- Genre: Pride parade
- Inaugurated: June 28, 2014
- Founders: Daniel Villarreal, Chaaz Quigley

= QueerBomb Dallas =

LGBT celebration in Texas, US

QueerBomb Dallas is a public celebration of the lesbian, gay, bisexual, and transgender (LGBTQ) community in the Dallas–Fort Worth metroplex.

The QueerBomb Dallas Pride rally, march and celebration was held each June in recognition of LGBTQIA Pride Month.
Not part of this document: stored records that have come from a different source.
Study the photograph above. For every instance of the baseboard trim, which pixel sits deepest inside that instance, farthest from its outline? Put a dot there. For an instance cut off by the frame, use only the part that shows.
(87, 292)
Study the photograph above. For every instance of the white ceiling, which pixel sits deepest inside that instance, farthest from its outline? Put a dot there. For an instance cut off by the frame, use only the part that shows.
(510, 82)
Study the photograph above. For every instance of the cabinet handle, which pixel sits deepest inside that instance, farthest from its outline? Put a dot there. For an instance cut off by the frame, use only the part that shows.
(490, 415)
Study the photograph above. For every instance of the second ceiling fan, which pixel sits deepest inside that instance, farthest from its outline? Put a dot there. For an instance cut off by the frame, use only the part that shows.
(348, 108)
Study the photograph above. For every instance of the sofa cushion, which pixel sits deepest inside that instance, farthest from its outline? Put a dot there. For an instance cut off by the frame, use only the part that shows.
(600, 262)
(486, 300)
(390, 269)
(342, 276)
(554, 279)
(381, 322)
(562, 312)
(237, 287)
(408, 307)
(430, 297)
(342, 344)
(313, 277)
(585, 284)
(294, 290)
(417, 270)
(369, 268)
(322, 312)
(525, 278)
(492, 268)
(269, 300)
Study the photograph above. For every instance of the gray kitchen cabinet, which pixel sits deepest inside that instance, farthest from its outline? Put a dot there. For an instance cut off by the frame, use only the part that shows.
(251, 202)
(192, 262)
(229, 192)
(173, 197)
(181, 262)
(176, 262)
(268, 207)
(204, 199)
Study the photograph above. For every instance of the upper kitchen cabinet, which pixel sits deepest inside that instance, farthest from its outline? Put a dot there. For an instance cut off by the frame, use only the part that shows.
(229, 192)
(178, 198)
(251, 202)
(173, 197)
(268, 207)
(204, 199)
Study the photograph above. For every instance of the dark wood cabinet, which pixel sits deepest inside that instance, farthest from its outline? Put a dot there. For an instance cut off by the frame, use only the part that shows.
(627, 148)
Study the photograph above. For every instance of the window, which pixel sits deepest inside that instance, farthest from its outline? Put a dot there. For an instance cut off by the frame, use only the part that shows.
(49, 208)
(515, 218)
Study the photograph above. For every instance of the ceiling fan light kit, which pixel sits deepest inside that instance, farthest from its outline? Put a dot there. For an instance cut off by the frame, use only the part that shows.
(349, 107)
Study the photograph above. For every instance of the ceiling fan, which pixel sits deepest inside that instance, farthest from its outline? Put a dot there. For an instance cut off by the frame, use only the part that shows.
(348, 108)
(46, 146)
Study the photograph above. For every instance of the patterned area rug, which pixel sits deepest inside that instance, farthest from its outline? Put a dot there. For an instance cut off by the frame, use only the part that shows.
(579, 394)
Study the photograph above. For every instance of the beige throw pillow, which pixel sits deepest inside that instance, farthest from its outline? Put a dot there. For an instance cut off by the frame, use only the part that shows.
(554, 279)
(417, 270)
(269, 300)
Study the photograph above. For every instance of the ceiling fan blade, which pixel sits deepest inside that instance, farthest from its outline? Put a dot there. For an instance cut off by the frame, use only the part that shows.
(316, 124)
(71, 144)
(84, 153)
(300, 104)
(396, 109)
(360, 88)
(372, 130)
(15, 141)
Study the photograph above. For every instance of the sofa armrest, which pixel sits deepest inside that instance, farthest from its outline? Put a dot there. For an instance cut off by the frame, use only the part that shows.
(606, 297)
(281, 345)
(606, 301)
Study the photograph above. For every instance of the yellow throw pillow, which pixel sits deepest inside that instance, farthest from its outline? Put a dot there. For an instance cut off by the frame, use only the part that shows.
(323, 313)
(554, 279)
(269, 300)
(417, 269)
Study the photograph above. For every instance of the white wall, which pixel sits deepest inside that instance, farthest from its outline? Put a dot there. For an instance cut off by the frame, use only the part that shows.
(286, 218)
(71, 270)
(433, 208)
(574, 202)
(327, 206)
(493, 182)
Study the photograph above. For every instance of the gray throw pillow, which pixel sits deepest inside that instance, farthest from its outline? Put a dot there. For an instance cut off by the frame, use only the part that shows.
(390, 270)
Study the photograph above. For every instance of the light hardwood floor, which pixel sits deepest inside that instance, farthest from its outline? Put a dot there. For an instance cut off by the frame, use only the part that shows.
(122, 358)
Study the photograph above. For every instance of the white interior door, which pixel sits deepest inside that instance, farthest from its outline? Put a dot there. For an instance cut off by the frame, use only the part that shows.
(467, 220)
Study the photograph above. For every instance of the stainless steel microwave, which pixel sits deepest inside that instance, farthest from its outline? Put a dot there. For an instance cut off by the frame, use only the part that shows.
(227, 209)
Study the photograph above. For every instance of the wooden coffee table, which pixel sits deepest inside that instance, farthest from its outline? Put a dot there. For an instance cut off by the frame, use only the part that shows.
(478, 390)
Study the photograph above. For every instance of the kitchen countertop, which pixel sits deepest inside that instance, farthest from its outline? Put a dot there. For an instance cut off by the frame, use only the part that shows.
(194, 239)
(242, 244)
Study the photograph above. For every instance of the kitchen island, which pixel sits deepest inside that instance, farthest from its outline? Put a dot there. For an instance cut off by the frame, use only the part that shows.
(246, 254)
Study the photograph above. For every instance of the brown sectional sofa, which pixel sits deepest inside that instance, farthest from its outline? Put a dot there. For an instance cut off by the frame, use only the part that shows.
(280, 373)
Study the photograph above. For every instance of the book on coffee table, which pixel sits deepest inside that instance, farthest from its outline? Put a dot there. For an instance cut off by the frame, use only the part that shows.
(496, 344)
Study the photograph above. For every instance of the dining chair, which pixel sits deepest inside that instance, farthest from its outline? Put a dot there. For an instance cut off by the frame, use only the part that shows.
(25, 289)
The event is set apart from most other Pride gatherings in that it is completely non corporate and community funded.

==History==
In 2014, a group of activists – including writer Daniel Villarreal and community organizer Chaaz Quigley – had become increasingly dismayed by the corporate influence in the mainstream Dallas Pride events followed the lead of the QueerBomb group in Austin, Texas, and organized a non-corporate, Queer oriented, free-for-everyone Pride event.

The first QueerBomb Pride parade was held June 28, 2014.

== Philosophical underpinnings ==
The QueerBomb manifesto says, in part:We strive for a pride that refuses to put rules on what you can and can’t be proud of, that says every expression, from the spirit to the flesh, is worthy. QueerBomb does not apologize. QueerBomb does not make excuses. QueerBomb is free for all. QueerBomb stands proud, and so should you.